Introduction: The final decision about transplantation is based primarily on a negative result of a complement-dependent cytotoxicity cross-match. The significance of a positive flow cytometric cross-match (FCXM) is unclear.
Materials and methods: From July 2002 to October 2004, FCXM was performed prior to cadaveric kidney transplantation in 63 patients aged 1.5 to 26 years (mean 13 +/- 5). Immunosuppression (not adjusted to results of FCXM) was considered standard (prednisone + mycophenolate mofetil or azathioprine + cyclosporine or rapamycin) in 57%, or "enhanced" (+ monoclonal antibodies and/or tacrolimus) in 43% of patients.

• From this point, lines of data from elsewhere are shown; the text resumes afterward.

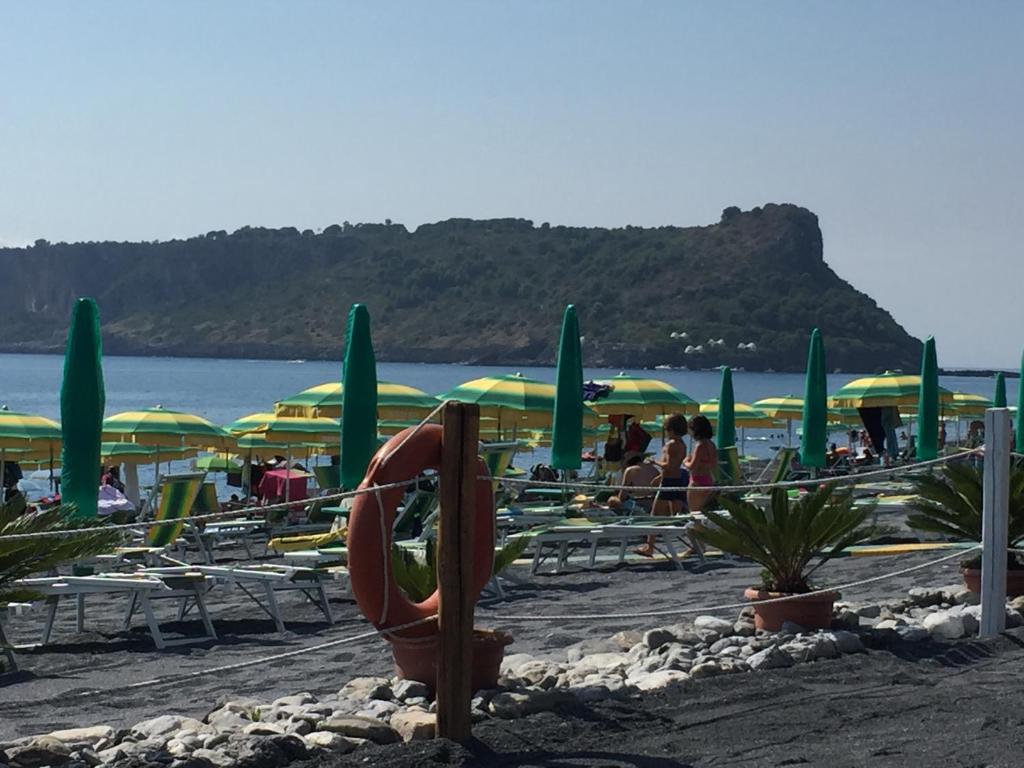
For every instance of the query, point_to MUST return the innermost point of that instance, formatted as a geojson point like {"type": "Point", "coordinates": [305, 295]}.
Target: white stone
{"type": "Point", "coordinates": [357, 727]}
{"type": "Point", "coordinates": [662, 679]}
{"type": "Point", "coordinates": [721, 626]}
{"type": "Point", "coordinates": [84, 735]}
{"type": "Point", "coordinates": [600, 663]}
{"type": "Point", "coordinates": [332, 741]}
{"type": "Point", "coordinates": [263, 729]}
{"type": "Point", "coordinates": [707, 669]}
{"type": "Point", "coordinates": [414, 725]}
{"type": "Point", "coordinates": [847, 642]}
{"type": "Point", "coordinates": [363, 688]}
{"type": "Point", "coordinates": [769, 658]}
{"type": "Point", "coordinates": [943, 626]}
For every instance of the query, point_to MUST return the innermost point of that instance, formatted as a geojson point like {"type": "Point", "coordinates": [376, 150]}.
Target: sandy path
{"type": "Point", "coordinates": [48, 692]}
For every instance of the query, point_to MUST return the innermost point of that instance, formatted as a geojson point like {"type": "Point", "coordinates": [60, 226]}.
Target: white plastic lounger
{"type": "Point", "coordinates": [270, 580]}
{"type": "Point", "coordinates": [142, 590]}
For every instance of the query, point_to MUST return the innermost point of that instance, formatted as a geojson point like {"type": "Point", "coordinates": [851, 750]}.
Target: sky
{"type": "Point", "coordinates": [898, 124]}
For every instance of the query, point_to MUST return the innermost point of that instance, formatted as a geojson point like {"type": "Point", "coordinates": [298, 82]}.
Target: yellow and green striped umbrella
{"type": "Point", "coordinates": [747, 416]}
{"type": "Point", "coordinates": [643, 398]}
{"type": "Point", "coordinates": [162, 427]}
{"type": "Point", "coordinates": [28, 431]}
{"type": "Point", "coordinates": [288, 429]}
{"type": "Point", "coordinates": [885, 389]}
{"type": "Point", "coordinates": [969, 403]}
{"type": "Point", "coordinates": [394, 401]}
{"type": "Point", "coordinates": [514, 400]}
{"type": "Point", "coordinates": [787, 408]}
{"type": "Point", "coordinates": [133, 453]}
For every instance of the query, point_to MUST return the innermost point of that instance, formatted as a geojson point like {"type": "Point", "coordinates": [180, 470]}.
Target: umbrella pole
{"type": "Point", "coordinates": [288, 472]}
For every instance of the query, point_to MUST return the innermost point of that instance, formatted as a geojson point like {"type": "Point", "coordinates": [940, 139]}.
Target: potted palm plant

Results: Immunoglobulin IgG and/or IgM antibodies against T and/or B cells were found in 14/63 patients (22.2%). The distribution of immunosuppressive regimens was similar for FCXM(+) and FCXM(-) patients. Deteriorated graft function (creatinine > or =1.5 mg/dL) or demand for dialysis was observed in 6/14 (42.9%) FCXM(+) group versus 6/49 (12.2%) in the FCXM(-) group. During the first month after kidney transplantation biopsy-proven rejection episodes occurred more frequently among the FCXM(+) than the FCXM(-) group: 21.4% versus 4.1%, respectively. During the first 3 months after transplantation two of four kidneys in the FCXM(+) group (14.3%) demonstrated histological evidence of rejection plus one case of immunological cause of graft failure later found to be associated with an extremely high panel-reactive antibodies that were absent before transplantation (altogether 21.4%). Only one kidney (2.0%) was lost due to rejection among the FCXM(-) group.
Conclusion: A positive flow cytometric cross-match should be considered an important risk factor for early kidney graft dysfunction.